AI/ML
AI/ML partners build data annotation, document processing, enterprise search, AI agents, observability, and security solutions. See the AI capabilities patterns for foundational context.
Core requirements for integration
Partners should follow these core requirements:
Govern everything with Unity Catalog
All data, models, vector indexes, features, functions, and agent tools (e.g. functions/tools used to access sensitive information) must be registered in Unity Catalog for consistent governance (access control, lineage, audit, and others).
Documentation: What is Unity Catalog? | Data and AI governance for the data lakehouse
Register models with MLflow to Unity Catalog
All models including classic ML models, LLMs, embeddings models, and code-based agents should be logged and registered using MLflow + Unity Catalog for versioning, governance, and deployment with Mosaic AI Model Serving. Partners are also recommended to use the Mosaic AI Agent Framework for building Python-based agents using popular OSS frameworks.
Documentation: Log and register AI agents | MLflow for ML model lifecycle | MLflow 3 for GenAI
Use Databricks-hosted foundational models first
Databricks hosts open foundation models (Meta Llama, GPT OSS, Google Gemma) and proprietary models (OpenAI, Anthropic Claude, Google Gemini) through the Foundation Model APIs, with governed REST and OpenAI-compatible access. Partners can also configure external or deploy custom models through Model Serving.
Documentation: Databricks Foundation Model APIs | Supported foundation models on Mosaic AI Model Serving | Databricks-hosted foundation models available in Foundation Model APIs
Use standard APIs for all interactions
Integrations should rely on SQL (AI Functions), Python SDKs, REST, OpenAI-compatible APIs, MLflow, and MCP for agent and tool interoperability.
Use Genie for natural-language analytics and agent workflows
Partners can configure Genie Spaces on curated Unity Catalog datasets and invoke Genie via the Genie APIs or as a tool through Databricks MCP servers, enabling integration into multi-agent workflows orchestrated by the Multi-Agent Supervisors.
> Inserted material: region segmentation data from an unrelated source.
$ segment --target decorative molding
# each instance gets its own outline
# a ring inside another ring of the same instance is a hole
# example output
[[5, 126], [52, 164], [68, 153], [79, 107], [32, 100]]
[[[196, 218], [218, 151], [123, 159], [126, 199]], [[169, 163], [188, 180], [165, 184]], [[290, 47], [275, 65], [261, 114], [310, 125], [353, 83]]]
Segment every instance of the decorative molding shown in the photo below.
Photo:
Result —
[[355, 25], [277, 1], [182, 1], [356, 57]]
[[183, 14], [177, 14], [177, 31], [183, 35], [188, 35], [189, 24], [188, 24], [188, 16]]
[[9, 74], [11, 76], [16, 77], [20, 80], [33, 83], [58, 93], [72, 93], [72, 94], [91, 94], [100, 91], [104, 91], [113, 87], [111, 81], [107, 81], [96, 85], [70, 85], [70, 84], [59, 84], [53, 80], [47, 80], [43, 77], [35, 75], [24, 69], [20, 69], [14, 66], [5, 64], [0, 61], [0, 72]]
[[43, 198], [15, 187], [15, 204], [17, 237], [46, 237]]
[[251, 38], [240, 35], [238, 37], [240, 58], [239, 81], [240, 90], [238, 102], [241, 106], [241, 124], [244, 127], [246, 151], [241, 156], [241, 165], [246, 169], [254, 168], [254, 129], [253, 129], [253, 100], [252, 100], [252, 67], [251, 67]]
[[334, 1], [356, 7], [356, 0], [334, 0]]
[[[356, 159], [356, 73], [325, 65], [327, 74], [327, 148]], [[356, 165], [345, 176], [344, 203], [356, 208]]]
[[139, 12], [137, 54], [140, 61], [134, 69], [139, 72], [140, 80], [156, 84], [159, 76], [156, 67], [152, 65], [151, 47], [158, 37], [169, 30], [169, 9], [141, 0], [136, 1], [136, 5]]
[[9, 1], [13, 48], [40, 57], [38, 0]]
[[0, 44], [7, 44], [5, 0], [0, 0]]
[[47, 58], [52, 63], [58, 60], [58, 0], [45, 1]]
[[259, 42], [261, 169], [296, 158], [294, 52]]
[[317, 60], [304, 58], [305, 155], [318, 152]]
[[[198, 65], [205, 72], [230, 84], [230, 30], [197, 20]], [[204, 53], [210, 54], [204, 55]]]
Documentation: What is an AI/BI Genie space | Use Genie in multi-agent systems | Use the Genie API to integrate Genie into your applications | Use Databricks managed MCP servers
Connect external agents to Databricks via Managed MCP
Agents running outside Databricks should call Databricks capabilities through Databricks Managed MCP services. Managed MCP currently supports:
- Vector Search
- Genie
- Unity Catalog Functions
- DBSQL
Documentation: Use Databricks managed MCP servers
Publish MCP servers to Databricks Marketplace
Partners with agentic tools or APIs can publish MCP servers to the Databricks Marketplace, making them discoverable and installable by joint customers. Published MCP servers integrate directly with Databricks-hosted agents and AI Gateway, enabling seamless tool invocation without custom integration code.
Documentation: MCP Marketplace Validation | External MCP servers
Use Databricks-native AI infrastructure
Use Foundational models, AI Functions, Vector Search, Model Serving, Genie, Feature Store, and MLflow as the primary building blocks for inference, retrieval, enrichment, agentic workflows, agents, and AI applications.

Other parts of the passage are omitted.